Israeli airstrikes kill another 10 kids
Israeli airstrikes yesterday killed 42 Palestinians, including 10 children, bringing the total death toll in Gaza over the past week to 192, 58 of whom were children, according to Reuters. The Israeli Defense Forces (IDF) claimed it did not intend to kill civilians, saying its airstrikes “attacked a tunnel system used by militants, which collapsed” and brought down civilian homes. The IDF also flattened a building in Gaza that housed the Associated Press and Al Jazeera bureaus, in addition to several offices and residential apartments on Saturday, alleging that Hamas’ military intelligence unit was stationed in the building. The airstrike did not result in any casualties or injuries, according to the Associated Press. A total of 10 people, including two children, have been killed in Israel since last Monday.
Even with international pressure mounting for a ceasefire, Israel has no plans to stop its military offensive against Palestine, which will “take time” to “restore the quiet and security,” Prime Minister Benjamin Netanyahu said in a speech yesterday. Netanyahu’s remarks came as the UN Security Council met virtually yesterday to discuss the escalation, but made no progress on the issue.
Washington is sitting on its hands: China, Norway, and Tunisia — all of whom have seats on the 15-member council — have unsuccessfully been lobbying the US to support a statement that calls for a ceasefire, according to the Associated Press. Washington said “such a statement could interfere with diplomatic efforts to de-escalate the situation.” Egypt's permanent representative to the UN called for an immediate end to the violence; Mohamed Idris told Extra News that Egypt would work to draw attention to the key issue of Israel’s illegitimate occupation of Palestinian land (watch, runtime 4:50).

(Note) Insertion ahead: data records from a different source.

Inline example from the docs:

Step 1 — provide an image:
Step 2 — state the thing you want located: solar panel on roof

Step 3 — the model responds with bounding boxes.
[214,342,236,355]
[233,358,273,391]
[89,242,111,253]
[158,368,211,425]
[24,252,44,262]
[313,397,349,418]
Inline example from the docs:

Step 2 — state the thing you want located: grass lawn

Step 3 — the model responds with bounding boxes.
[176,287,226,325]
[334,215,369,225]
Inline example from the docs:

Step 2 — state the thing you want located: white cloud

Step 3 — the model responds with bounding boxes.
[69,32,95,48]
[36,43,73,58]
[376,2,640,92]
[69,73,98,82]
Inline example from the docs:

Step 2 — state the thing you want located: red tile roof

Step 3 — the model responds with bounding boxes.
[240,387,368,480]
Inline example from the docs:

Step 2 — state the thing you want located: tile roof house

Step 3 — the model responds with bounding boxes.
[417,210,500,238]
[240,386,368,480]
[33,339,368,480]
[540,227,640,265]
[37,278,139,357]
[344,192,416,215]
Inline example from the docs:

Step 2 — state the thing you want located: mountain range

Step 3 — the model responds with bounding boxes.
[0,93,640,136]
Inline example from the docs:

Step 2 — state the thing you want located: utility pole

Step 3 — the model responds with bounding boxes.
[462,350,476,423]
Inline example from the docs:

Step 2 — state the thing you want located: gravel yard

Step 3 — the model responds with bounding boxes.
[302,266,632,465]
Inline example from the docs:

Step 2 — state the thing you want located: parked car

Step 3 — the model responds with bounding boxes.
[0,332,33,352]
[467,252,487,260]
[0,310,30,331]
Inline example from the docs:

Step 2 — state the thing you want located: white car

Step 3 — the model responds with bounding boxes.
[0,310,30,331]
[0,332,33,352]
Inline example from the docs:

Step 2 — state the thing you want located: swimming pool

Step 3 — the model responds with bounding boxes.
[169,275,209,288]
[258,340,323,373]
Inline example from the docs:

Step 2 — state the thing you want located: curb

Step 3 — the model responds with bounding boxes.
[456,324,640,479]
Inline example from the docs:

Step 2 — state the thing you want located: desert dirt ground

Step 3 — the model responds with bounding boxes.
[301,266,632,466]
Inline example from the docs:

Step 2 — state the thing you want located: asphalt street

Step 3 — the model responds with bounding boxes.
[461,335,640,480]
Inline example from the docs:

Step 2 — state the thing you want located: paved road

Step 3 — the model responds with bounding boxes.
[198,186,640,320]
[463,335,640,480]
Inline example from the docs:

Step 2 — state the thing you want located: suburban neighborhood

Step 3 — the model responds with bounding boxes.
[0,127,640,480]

Egypt has been trying to mediate a one-year truce between Palestine and Israel to no avail, with an Egyptian delegation leaving Tel Aviv on Thursday after Israel rejected Cairo’s mediation proposal, Ahram Online reports. The move came after Shoukry spoke with his Israeli counterpart Gabi Ashkenazi to push for an end to the violence on Wednesday, one day after Shoukry said at an emergency virtual meeting of the Arab League that Egypt “did not get a response” from Israel concerning its proposal. Egypt is still working with Jordan, France, and Germany to revive peace talks between Palestine and Israel, Shoukry said at yesterday’s Security Council meeting. Meanwhile, Egypt is suspending cooperation with Tel Aviv on “several issues” in response to the escalation, Al Arabiya reports, citing unnamed sources.
Biden talks to Netanyahu, Abbas: US President Joe Biden held separate phone calls with Netanyahu and Palestinian Authority President Mahmoud Abbas on the situation. Biden “reaffirmed his strong support for Israel’s right to defend itself” in his call with Bibi and told Abbas that Hamas needs to stop firing rockets into Israel. Netanyahu thanked Biden for the US’ “serious backing” of Israel. Separately, US Secretary of State Anthony Blinken and Foreign Minister Sameh Shoukry agreed in a phone call yesterday to continue working together to advance peace talks. Blinken also called up the foreign ministers of Qatar and Saudi Arabia, according to Reuters.
Meanwhile, Egypt is still drumming up regional and international support: Shoukry has been in talks over the issue with his regional and foreign counterparts including Qatar, Saudi Arabia, Tunisia, Jordan, France, Pakistan, Russia, and Ireland.